# ASUS P6T Memory Problem



## FlclAdam12 (Jan 26, 2009)

*ASUS P6T Memory Question-updated-*

I just got them memory for my new i7 system today, when i put it in the first time in all of the black slots it didn't post, but when i put them in the orange slots it did (after about 15-20 seconds). is this normal or do i have a bad board?

Thanks.


----------



## human_error (Jan 26, 2009)

FlclAdam12 said:


> I just got them memory for my new i7 system today, when i put it in the first time in all of the black slots it didn't post, but when i put them in the orange slots it did (after about 15-20 seconds). is this normal or do i have a bad board?
> 
> Thanks.



yep, thats expected you need to populate the orange slots first (it does say in the manual  )

##edit##
if you have p6t deluxe then there is a blue led under the ram which lights up to show there are no problems too, if there was a problem there would be no blue light.


----------



## FlclAdam12 (Jan 27, 2009)

Thanks!!  I got another question now, every time it boots it automatically goes into bios before it boots to windows. can i change this?
-update-
it used to say i had 5.99gb ram now it says i got 6.00, is this all normal?


----------



## human_error (Jan 27, 2009)

FlclAdam12 said:


> Thanks!!  I got another question now, every time it boots it automatically goes into bios before it boots to windows. can i change this?
> -update-
> it used to say i had 5.99gb ram now it says i got 6.00, is this all normal?



When you say it goes into bios do you mean that it goes into the expressgate which is a mini-os with a web browser etc, or do you actually mean the proper bios? (you can disable expressgate but i've not seen a load bios on startup option (nor does my board boot to bios).
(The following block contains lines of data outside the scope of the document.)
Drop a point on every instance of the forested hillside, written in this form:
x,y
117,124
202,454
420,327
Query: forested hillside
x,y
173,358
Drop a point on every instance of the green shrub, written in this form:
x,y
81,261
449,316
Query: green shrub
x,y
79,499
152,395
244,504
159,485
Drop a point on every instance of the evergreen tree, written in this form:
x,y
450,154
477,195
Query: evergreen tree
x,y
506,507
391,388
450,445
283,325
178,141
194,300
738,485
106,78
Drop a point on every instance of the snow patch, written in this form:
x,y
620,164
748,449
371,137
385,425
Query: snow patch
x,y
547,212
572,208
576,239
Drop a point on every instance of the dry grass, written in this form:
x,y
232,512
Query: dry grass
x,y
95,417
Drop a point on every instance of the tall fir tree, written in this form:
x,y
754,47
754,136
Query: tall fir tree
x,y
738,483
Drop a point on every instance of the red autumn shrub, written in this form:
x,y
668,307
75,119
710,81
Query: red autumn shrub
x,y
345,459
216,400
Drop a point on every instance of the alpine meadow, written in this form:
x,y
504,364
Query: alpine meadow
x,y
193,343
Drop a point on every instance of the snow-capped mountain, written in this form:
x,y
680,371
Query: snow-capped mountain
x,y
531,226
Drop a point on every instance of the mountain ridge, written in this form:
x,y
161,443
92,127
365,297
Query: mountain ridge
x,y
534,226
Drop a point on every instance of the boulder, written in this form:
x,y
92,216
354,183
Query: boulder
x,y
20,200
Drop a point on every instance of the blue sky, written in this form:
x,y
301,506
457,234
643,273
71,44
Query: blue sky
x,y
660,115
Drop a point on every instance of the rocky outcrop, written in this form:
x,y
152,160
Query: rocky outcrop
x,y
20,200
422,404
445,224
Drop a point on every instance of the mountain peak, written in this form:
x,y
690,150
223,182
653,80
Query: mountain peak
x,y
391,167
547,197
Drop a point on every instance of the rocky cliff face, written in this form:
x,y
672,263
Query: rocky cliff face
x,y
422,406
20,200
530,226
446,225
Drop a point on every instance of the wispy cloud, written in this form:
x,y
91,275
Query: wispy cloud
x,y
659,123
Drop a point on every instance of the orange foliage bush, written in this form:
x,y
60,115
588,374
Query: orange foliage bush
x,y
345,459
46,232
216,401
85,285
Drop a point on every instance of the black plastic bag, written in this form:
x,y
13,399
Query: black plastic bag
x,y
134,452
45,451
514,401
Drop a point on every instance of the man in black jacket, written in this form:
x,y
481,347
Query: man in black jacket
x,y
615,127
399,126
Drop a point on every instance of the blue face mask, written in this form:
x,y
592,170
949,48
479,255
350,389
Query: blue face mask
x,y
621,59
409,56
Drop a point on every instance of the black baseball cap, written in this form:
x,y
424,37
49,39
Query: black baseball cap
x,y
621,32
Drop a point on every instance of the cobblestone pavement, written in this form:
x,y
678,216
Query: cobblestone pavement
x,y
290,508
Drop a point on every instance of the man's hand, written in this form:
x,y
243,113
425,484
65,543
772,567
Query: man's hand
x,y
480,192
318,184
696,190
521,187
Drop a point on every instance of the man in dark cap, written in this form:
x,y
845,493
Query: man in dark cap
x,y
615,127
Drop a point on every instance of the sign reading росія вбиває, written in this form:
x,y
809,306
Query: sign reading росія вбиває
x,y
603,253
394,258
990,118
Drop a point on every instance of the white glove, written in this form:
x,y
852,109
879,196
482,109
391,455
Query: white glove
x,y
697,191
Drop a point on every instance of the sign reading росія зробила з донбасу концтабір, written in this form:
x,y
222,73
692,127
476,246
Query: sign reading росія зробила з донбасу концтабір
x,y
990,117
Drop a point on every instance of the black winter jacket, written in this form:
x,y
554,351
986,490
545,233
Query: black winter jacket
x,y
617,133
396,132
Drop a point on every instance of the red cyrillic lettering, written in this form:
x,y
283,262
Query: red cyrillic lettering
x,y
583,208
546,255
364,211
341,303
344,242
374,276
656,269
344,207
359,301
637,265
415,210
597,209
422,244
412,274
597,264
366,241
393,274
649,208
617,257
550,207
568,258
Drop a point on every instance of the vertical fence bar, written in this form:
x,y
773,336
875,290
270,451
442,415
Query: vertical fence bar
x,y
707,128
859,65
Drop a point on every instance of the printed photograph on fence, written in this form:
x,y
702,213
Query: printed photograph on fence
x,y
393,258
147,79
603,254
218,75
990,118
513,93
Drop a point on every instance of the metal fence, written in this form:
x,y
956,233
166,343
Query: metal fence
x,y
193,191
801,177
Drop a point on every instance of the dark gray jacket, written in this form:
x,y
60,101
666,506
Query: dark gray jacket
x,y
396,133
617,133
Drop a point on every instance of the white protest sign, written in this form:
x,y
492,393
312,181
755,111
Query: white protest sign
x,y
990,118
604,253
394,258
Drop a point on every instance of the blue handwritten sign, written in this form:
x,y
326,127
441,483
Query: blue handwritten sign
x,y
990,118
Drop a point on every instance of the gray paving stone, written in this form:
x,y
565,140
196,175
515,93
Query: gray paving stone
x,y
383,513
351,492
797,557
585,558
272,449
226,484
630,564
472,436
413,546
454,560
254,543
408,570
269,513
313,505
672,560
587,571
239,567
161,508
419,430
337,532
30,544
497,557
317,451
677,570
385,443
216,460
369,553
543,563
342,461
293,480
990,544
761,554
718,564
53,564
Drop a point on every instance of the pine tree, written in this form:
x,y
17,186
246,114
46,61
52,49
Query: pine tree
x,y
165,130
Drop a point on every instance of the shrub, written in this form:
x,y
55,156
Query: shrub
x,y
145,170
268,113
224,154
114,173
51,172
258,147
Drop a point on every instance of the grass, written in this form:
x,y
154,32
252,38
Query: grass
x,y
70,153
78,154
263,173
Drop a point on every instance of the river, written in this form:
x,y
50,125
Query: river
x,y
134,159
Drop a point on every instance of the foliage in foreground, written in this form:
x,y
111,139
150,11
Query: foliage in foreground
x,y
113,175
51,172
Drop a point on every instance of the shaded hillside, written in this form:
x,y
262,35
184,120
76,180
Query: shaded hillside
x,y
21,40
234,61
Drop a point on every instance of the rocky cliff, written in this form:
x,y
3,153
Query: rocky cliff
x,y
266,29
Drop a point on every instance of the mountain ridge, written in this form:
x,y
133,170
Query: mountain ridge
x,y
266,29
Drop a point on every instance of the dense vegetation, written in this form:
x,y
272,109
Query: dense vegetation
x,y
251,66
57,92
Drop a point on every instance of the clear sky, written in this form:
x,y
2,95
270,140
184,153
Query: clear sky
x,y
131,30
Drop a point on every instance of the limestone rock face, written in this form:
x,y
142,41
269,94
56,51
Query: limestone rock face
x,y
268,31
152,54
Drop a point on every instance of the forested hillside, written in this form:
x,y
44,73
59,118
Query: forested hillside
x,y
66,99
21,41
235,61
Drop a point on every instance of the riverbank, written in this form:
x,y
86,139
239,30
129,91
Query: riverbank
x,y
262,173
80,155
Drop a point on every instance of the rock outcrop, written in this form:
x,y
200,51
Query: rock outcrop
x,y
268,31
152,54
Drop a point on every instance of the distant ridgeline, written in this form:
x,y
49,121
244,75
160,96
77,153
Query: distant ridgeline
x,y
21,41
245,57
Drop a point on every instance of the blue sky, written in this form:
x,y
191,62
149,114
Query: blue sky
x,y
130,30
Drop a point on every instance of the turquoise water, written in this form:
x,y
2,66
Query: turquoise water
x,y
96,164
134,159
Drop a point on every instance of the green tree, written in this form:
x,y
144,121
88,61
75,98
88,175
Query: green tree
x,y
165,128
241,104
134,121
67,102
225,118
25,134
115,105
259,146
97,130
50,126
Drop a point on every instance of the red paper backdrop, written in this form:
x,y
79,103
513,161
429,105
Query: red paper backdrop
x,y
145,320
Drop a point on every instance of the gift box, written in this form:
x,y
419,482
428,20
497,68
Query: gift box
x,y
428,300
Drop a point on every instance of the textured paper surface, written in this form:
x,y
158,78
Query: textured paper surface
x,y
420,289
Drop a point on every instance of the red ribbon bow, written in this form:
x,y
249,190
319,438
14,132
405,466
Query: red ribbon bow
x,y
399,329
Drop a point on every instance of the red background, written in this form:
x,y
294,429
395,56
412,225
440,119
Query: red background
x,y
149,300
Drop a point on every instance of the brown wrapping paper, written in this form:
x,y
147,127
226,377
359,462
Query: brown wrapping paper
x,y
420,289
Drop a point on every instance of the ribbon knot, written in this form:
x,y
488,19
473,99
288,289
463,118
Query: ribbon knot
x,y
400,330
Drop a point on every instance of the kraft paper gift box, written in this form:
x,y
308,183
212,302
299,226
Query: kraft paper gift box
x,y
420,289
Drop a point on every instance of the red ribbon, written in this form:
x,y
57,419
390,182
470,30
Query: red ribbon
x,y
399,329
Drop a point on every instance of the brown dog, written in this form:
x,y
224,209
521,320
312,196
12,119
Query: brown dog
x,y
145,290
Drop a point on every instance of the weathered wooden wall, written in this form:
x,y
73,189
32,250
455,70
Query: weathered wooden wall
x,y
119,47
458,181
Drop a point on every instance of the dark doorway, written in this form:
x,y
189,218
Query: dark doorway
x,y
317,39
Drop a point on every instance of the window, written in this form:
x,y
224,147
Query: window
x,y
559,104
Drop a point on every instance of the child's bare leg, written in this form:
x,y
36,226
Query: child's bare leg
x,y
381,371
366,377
If you have ide drives or sas drives plugged into the motherboard then it will need to load marvell controllers first, which looks like it could be loading the bios but then doesn't (you can disable the sas controller if you don't have sas hard drives and you can disable the ide controller if you don't have ide drives to reduce the bootup time from within the bios).

The 6gb ram reading seems normal to me (as would 5.99gb, it wouldn't worry me if it said either), you may want to get the latest bios for your motherboard from asus (www.asus.com, select your country, and be sure to select your actual motherboard, not just a general p6t).


----------



## FlclAdam12 (Jan 28, 2009)

I got the bios setup thing figured out but it is still switching between 5.99 and 6.00 gb of ram and i have the latest bios, but as long as that's not a problem then i won't worry.

Thank You.


----------



## Ferrymen (Feb 25, 2009)

i cant run triple channel at all. if i insert all 3 of them rams my pc wont post at all(even if i slot it in all the orange slots). but if i remove one it works fine. i need help.


----------